The Value of pass-by-name Semantics

One of the nice features of the Scala language is the ability to use pass-by-name semantics. This isn't something that was invented for Scala. I remember first encountering it while studying for the CS subject GRE back in the mid-1990s. However, it is a feature that isn't very common in modern languages. For those who aren't familiar with this passing style, an argument that is passed-by-name is not evaluated when the function/method is called. Instead, a "thunk" is passed into the function/method. This "thunk" is basically a closure over the code with no arguments. It is evaluated each time that the value is used in the function/method. If it helps, you could think of it as being a lazy argument that doesn't cache its value, so it is re-evaluated each time. This might not sound like much, but it enables a lot of the powerful features of the Scala language, especially in regards to creating DSLs.
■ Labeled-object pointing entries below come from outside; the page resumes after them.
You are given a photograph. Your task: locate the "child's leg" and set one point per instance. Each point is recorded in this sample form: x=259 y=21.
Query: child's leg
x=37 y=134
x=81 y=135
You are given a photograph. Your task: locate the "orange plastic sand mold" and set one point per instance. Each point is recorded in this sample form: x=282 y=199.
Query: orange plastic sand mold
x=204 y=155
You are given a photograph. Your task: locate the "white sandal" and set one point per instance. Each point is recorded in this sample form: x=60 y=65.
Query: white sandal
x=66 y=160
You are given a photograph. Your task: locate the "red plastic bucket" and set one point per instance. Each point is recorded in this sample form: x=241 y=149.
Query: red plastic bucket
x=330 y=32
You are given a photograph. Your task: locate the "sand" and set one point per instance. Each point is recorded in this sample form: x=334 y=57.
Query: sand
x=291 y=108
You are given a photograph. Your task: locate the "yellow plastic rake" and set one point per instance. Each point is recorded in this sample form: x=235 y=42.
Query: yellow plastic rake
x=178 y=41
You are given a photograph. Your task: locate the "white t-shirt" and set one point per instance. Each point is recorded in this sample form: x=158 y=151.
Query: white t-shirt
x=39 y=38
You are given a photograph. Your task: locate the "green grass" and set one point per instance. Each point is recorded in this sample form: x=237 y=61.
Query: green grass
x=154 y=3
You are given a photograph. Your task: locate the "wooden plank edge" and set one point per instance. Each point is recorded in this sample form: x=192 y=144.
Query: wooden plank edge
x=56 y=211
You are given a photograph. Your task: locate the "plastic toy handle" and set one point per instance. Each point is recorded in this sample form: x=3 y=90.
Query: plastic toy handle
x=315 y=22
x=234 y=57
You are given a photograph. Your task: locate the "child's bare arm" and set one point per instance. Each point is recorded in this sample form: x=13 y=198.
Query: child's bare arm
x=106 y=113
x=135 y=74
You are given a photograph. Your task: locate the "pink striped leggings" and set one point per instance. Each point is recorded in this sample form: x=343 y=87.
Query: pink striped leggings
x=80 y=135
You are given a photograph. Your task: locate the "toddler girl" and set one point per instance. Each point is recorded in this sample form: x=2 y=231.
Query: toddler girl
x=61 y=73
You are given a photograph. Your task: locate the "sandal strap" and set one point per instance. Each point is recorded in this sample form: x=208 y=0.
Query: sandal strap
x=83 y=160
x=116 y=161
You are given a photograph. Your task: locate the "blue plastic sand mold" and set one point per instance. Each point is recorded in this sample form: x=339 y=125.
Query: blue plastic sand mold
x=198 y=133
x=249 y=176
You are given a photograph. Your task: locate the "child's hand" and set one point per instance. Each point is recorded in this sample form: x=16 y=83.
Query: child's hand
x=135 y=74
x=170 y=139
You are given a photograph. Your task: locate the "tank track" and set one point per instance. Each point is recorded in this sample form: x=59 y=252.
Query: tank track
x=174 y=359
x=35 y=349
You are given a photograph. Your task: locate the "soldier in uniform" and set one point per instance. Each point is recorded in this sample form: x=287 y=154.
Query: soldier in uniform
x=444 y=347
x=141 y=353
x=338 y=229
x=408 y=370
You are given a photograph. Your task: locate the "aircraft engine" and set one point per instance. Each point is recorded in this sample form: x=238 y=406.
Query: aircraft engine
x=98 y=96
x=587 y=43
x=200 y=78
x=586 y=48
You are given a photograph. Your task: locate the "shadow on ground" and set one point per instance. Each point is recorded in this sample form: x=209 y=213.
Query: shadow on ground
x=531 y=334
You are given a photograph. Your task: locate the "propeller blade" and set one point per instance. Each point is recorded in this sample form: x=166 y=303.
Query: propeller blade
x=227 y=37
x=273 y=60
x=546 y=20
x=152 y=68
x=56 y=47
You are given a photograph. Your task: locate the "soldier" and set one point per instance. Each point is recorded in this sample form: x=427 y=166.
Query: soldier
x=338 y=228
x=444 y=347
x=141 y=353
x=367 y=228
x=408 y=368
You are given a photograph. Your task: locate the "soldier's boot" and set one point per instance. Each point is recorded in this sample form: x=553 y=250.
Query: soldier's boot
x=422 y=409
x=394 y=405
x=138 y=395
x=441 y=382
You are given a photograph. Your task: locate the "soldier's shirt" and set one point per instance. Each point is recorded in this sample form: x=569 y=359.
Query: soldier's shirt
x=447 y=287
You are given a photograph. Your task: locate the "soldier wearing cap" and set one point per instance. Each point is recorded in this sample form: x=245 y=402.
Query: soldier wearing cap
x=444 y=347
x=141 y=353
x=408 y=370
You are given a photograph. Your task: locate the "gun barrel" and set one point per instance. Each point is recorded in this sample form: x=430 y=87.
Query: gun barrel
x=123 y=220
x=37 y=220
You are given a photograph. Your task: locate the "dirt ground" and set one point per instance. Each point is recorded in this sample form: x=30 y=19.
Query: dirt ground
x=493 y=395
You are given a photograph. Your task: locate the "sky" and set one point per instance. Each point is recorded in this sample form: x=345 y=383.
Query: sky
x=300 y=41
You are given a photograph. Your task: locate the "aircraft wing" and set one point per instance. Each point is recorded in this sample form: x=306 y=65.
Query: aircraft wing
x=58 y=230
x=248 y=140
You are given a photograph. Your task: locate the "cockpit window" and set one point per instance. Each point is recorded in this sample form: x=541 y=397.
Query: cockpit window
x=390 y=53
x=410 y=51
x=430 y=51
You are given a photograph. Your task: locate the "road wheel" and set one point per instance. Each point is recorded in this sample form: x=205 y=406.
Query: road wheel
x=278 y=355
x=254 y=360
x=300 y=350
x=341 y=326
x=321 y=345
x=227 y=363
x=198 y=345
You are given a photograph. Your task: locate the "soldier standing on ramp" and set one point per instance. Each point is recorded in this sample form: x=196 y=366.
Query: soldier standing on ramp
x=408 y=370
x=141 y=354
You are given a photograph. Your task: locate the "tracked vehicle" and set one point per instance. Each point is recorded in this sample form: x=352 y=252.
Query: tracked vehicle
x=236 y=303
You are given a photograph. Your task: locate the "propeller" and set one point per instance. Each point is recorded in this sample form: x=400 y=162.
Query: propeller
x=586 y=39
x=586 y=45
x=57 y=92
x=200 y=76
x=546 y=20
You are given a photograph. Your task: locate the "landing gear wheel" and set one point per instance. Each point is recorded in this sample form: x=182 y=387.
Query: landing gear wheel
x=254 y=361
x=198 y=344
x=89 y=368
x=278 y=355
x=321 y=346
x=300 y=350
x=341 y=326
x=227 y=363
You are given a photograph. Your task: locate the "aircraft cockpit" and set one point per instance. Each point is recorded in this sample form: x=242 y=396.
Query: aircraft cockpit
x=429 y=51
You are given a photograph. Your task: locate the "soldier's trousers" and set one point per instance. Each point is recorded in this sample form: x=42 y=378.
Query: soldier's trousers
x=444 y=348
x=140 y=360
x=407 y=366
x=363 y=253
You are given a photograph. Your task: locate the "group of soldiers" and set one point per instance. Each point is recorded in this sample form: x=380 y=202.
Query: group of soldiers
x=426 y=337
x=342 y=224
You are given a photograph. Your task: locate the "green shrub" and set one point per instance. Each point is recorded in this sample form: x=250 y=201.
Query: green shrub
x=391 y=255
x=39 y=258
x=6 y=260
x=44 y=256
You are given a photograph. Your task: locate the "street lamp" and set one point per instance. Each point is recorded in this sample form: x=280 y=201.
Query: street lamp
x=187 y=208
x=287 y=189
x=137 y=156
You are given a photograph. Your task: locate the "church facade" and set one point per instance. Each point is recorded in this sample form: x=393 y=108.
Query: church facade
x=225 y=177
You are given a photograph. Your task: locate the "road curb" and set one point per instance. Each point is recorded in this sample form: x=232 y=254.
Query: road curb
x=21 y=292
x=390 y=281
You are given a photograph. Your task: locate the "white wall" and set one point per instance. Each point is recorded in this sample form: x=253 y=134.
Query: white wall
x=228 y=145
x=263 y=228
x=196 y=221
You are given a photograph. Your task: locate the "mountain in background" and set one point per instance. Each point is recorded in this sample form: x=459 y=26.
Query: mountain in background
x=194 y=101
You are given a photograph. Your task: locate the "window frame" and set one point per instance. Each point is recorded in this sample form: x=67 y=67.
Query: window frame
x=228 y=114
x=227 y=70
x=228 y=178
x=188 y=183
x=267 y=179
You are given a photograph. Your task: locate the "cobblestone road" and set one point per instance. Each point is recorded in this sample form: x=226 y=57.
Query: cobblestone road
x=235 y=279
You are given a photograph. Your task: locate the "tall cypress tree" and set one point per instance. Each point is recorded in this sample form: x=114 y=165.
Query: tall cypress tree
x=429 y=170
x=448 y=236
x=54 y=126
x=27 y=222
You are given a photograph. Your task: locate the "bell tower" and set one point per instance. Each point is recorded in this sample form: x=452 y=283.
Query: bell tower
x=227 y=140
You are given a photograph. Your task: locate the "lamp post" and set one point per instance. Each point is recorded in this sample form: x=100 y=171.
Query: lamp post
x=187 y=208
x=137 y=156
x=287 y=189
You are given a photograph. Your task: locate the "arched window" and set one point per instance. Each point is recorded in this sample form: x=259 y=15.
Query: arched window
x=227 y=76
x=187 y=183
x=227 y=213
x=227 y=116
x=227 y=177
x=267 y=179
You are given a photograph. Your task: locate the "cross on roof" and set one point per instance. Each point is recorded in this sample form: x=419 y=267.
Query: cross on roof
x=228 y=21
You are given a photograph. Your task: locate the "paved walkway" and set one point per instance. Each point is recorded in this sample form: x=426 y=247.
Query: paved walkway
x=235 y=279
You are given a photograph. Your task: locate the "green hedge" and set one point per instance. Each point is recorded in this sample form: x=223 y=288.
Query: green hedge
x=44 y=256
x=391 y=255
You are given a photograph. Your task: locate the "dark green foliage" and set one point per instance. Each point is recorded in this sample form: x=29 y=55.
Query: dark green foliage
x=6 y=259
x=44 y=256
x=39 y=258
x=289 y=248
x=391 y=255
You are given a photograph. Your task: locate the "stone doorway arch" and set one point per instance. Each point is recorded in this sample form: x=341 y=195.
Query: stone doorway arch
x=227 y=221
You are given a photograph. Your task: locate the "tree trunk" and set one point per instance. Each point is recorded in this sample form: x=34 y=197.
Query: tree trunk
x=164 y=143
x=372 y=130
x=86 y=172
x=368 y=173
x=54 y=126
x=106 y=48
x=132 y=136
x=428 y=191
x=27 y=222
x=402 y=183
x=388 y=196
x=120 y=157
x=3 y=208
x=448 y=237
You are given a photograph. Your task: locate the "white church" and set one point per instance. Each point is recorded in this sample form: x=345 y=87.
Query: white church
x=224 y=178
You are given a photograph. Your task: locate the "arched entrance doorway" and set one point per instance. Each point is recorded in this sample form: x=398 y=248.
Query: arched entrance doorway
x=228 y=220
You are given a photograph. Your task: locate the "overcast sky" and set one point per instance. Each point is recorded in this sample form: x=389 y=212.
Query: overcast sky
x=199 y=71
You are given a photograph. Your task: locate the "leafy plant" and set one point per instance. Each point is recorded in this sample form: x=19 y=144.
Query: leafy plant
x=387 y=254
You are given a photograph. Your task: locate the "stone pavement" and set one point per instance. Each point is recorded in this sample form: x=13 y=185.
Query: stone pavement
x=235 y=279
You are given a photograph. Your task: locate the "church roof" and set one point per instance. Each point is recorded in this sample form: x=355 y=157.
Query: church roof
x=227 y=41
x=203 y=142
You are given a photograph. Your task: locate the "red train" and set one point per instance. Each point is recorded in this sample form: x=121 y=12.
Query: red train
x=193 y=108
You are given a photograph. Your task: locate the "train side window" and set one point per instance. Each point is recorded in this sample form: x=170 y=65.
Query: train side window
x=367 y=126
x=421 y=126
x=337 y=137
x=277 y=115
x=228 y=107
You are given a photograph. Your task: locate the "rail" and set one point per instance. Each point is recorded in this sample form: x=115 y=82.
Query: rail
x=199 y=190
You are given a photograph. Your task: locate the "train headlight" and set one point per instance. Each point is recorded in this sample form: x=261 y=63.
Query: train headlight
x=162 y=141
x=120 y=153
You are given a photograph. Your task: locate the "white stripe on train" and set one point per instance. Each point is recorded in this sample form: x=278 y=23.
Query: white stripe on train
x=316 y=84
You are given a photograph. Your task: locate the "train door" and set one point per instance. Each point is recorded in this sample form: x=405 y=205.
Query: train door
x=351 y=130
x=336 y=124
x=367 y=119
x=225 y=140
Today I was asked about an ideal way of doing something in Java. The problem involves reading through a file and adding values to a Map. After some testing, it was discovered that these files include duplicate keys. Since the Java libraries don't include a multimap, the solution is to use a Map<String, List<Integer>>. The person working on this code was trying to find a succinct way of writing the code that will add values to this Map. Of course, the first time a key is found, you have to create a new List and add the one value. Subsequent matches on that key need to add the value to the List that is already there. Here is the straightforward approach to doing this.

  if(map.containsKey(key) {
    map.get(key).add(value);
  } else {
    map.put(key, value);
  }

It's not really all that long or complex, but the question was, can it be improved upon, especially since Java 8 added some new, more expressive, functional features. If I were doing this in Scala, I would use get on the Map to get back an Option and work with that, or I could use getOrElse on the Map directly. It happens that Java 8 added Optional as well as a getOrDefault method on their Map type. As a result, we can write the following code in Java 8.

  map.put(key, map.getOrDefault(key, new ArrayList<String>()).add(value));

This is perfectly fine code in many ways. It compiles. It runs. It does what you are expecting. People familiar with this library will even find it to be easy to read. However, there is a detail in here that isn't immediately obvious that makes this code rather wasteful with memory. (That really just means that your garbage collector is going to be invoked most often than it really needs to be.) The problem is that all arguments in Java are evaluated then passed either by value or by reference depending on whether they are primitives or object types. The key is that the new ArrayList<String>() is going to be evaluated every time this line is executed, even if the value is in the Map. On the other hand, in Scala, the getOrElse method passes the second argument by name. As a result, it will never be evaluated unless needed. So when you do something like this, you are not doing extra work to calculate a default unless you actually need it. Granted, the library writers for Java 8 could have opted to make the second argument of getOrDefault a function or something like it that could be passed as a lambda expression. However, they didn't. Probably because doing so would have made the calling syntax uglier. Pass-by-name does not have that drawback.

Of course, pass-by-name has a lot of other handy uses in Scala. It is probably the most important feature when it comes to Scala's ability to implement Domain Specific Languages and create libraries that function like language extensions. This was the first time though that I could recall really feeling the lack of this feature in some other language. Other new languages, that I have looked at some, Rust and Kotlin come to mind, seem to have also skipped over this feature. Perhaps it is time other languages began to bring it back into standard usage.